システムのお気に入りファイルを変更するには、以前と同じようにお気に入りファイルの場所をカスタマイズします。 システムのお気に入りファイルが現在のお気に入りファイルの場所として指定されている場合、アイテムの追加または削除や、アイテムの順序変更が可能です。 終了したら、お気に入りファイルを元の場所に戻します。

システムのお気に入りファイルは書き込み保護し、ユーザーが改変できないようにする必要があります。

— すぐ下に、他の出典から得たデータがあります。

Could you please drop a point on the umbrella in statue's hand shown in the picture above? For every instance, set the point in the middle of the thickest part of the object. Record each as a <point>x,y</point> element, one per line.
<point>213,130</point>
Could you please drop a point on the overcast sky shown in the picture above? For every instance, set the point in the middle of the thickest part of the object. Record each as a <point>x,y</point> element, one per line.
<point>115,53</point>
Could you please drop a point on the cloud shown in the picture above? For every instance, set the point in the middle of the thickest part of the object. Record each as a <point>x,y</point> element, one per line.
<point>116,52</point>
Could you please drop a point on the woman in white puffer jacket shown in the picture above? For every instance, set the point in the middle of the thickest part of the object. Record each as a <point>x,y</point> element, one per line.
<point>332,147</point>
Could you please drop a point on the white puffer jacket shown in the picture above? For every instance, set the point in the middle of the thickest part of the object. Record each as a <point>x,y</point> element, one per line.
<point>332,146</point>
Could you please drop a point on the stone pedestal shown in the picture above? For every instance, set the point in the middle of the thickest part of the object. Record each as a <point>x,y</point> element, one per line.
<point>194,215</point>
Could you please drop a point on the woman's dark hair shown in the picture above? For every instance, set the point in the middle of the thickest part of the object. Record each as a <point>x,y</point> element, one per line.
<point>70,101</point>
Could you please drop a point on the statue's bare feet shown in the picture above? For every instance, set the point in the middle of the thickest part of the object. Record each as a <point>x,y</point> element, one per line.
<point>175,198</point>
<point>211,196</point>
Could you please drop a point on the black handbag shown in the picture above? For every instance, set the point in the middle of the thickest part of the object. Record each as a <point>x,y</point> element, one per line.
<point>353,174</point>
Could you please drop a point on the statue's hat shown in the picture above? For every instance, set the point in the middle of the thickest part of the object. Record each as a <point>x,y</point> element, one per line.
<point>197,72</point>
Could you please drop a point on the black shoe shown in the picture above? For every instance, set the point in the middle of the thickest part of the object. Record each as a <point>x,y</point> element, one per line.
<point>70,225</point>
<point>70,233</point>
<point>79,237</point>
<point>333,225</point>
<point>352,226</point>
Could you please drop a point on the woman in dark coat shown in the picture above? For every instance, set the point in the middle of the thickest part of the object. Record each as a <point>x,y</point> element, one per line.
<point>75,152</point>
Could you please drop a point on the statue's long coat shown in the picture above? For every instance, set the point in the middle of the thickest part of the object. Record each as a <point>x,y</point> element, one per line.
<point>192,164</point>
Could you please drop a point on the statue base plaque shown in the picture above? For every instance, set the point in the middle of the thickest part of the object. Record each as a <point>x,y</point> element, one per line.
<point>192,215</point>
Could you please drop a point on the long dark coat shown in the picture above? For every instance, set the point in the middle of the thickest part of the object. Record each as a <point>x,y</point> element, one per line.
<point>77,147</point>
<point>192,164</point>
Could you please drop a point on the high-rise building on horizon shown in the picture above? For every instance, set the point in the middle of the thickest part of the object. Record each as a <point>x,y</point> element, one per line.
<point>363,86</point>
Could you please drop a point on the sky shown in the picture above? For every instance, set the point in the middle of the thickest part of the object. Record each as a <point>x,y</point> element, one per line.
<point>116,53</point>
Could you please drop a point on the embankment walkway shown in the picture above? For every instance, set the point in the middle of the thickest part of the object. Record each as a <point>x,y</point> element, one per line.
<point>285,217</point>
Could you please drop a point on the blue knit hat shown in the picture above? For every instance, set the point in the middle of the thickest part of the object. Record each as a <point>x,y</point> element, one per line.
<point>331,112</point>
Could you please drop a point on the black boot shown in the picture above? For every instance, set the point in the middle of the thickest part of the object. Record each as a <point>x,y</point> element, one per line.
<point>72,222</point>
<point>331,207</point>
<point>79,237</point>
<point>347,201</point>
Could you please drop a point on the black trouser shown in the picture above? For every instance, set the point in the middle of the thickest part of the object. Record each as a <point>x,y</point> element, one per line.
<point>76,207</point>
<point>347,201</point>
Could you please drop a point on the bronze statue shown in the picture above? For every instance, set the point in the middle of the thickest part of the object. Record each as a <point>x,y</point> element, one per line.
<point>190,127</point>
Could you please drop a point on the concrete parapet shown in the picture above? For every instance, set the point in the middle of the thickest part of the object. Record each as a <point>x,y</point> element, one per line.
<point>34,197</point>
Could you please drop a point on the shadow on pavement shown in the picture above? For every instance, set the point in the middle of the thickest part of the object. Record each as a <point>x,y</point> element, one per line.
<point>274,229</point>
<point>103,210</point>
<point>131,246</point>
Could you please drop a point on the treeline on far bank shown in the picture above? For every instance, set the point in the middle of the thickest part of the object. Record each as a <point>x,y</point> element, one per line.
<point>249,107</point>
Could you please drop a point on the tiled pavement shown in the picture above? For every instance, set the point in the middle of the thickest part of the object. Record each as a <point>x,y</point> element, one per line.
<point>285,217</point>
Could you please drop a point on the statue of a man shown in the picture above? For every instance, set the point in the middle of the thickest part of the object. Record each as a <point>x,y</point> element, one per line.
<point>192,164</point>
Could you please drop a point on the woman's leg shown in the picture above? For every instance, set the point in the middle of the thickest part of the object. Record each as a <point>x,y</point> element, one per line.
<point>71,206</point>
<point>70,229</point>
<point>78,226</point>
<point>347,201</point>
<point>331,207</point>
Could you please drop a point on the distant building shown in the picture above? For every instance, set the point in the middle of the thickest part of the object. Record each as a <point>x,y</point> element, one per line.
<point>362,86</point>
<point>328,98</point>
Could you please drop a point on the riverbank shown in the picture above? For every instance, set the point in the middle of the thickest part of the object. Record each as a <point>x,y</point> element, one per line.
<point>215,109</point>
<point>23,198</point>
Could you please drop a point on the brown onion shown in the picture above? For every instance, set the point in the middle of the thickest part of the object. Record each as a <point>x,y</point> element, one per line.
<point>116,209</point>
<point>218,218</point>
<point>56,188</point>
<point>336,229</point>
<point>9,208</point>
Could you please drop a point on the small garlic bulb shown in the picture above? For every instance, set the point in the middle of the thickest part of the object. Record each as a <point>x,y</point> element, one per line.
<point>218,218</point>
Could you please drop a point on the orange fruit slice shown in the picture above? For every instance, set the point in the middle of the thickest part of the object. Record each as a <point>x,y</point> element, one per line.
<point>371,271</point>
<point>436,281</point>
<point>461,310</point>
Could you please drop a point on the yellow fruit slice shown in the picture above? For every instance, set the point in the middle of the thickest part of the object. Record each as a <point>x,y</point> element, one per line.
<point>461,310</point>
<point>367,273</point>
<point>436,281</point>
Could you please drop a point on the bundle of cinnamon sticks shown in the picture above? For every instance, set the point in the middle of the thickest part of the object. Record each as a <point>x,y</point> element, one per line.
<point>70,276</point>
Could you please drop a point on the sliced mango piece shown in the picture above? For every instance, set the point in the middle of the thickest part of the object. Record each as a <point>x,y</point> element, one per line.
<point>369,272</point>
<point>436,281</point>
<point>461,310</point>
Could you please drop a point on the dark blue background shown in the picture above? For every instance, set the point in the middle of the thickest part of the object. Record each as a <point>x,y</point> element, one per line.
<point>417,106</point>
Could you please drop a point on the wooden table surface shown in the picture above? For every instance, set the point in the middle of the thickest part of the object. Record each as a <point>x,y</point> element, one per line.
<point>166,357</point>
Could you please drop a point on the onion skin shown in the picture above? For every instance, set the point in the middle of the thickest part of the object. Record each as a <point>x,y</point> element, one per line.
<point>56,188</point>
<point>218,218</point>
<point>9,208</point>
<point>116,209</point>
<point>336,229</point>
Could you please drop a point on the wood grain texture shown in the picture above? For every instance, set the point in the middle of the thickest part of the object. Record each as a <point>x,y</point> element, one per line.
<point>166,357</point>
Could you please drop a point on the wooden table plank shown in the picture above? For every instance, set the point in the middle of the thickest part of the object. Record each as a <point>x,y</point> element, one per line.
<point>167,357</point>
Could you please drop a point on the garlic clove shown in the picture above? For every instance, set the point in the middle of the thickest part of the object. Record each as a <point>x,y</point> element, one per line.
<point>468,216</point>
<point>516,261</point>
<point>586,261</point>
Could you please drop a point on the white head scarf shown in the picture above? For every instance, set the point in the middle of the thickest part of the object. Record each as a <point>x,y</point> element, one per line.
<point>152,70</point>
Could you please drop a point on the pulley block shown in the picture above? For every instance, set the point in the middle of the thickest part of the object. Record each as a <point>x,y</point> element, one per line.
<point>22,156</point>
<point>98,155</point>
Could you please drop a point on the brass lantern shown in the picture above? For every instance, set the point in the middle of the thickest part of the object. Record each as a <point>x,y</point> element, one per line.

ユーザーがシステムのお気に入りファイルではなく、システムのお気に入りアイテムに対して書き込み権限を持つ場合、これらのアイテムの移動、名前変更、削除を行い、プロパティを変更できます。 書き込み権限を持つユーザーは、システムのお気に入りに含まれるアイテムを変更することもできます (システムのお気に入りフォルダー内でのアイテムの追加または削除など)。 これらの変更は、お気に入りのアイテムを使うすべてのユーザーに影響します。

ユーザーがシステムのお気に入りアイテムを移動、名前変更、削除しても、システムのお気に入りファイルのアイテムへの元のパスは変わりません。 その結果、どのユーザーも、お気に入りリストから修正済みのアイテムにアクセスできなくなります。 パスが途切れていることを示す赤い感嘆符が表示されます。

ユーザーがシステムのお気に入りに含まれるアイテムに書き込み権限を持つことは望ましい場合もありますが、システムのお気に入り自体は変更すべきではありません。 これにより、1 人のユーザーが加えた変更が、他のすべてのユーザーのアイテムへのアクセスを失うリスクを回避できます。